Unfortunatelly it's not from my stock. I only made the translation.
Most likely it's from the first night, cause he was wearing black leather pants on the second night.
Great article and pictures - thanks for posting ! Indeed, this is definitely from the first night.
And here we have instance #463 of Greg Brooks making up bullshit for his book. Combined with another review, the setlist begins with Let Me Entertain You and Tie Your Mother Down (like the first night in Newcastle), not whatever he wrote in there.
Great stuff!! Probably the most exciting tour of all.
And to think a recording of the second night is probably collecting dust in Brian's archives.... (like about 8 others, including Hammy)
Free those Crazy Tour recordings, QPL. It are the best shows Freddie ever sang and pretty much in general the best shows Queen ever played.
Any of the Crazy Tour tour shows, if recorded, would have made a better live album than Live Killers.
The band were as tight as I've ever heard them, the familiar setlist had Crazy and Save Me added to it, some nights they changed things around a little. It was great to see a band who had geared their show to arenas playing theatres and clubs with the same energy that the La Forum demands. It was great to see the full, although slightly scaled down, arena show in these venues
The energy they played with made most punk bands sound tame, and having John Harris return to FOH for this tour meant these shows were genuinely loud. A report in International Musician of the Bristol show said during BM's solo in Love Of My Life the DB meter was reading 109 db and most of the show was between 118 and 125!!!
Vocal harmony wrote:
Any of the Crazy Tour tour shows, if recorded, would have made a better live album than Live Killers.
The band were as tight as I've ever heard them, the familiar setlist had Crazy and Save Me added to it, some nights they changed things around a little. It was great to see a band who had geared their show to arenas playing theatres and clubs with the same energy that the La Forum demands. It was great to see the full, although slightly scaled down, arena show in these venues
The energy they played with made most punk bands sound tame, and having John Harris return to FOH for this tour meant these shows were genuinely loud. A report in International Musician of the Bristol show said during BM's solo in Love Of My Life the DB meter was reading 109 db and most of the show was between 118 and 125!!!
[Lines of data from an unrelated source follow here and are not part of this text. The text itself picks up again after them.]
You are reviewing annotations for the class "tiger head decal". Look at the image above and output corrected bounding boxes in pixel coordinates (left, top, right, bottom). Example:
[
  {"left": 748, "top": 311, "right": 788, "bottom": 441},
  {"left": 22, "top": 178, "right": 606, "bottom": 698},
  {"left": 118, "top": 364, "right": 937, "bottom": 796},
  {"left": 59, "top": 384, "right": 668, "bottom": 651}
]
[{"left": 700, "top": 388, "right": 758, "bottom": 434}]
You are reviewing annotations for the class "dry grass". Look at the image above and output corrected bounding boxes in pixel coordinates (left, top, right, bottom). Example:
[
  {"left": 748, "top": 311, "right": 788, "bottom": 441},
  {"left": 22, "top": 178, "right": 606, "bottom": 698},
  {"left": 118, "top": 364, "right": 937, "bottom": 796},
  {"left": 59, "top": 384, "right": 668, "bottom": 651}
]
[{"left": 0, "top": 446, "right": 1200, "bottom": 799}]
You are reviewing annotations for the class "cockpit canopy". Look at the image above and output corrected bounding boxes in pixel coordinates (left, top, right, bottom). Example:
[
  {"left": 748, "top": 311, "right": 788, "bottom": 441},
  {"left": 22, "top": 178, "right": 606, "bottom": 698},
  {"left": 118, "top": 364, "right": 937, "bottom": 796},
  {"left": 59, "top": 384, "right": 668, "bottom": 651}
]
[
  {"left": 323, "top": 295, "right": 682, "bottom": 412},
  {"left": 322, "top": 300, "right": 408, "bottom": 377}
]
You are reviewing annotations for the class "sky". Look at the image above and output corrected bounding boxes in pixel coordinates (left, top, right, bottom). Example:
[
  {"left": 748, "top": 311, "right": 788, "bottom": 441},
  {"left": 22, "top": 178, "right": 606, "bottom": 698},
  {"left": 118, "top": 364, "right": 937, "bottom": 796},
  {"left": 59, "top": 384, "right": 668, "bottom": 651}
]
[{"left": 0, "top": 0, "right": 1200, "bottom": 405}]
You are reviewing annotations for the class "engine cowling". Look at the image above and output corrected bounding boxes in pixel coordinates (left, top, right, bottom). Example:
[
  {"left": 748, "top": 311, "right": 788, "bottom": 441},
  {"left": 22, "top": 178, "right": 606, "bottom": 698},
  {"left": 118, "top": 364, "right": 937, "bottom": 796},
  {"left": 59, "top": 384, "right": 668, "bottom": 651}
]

That's great. I didn't realise it wasn't Trip on this tour.. I'd love to be able to get hold of some of those old copies of International musician.. I've still got a few copies of Lighting and Sound Design from the early nineties.. Always interesting to read about a gig from the tech standpoint.
I agree with the comment that Vocal Harmony made about the live album.
The Crazy Tour features all four members at the top of their games - would be one of the best tours to release a live album from!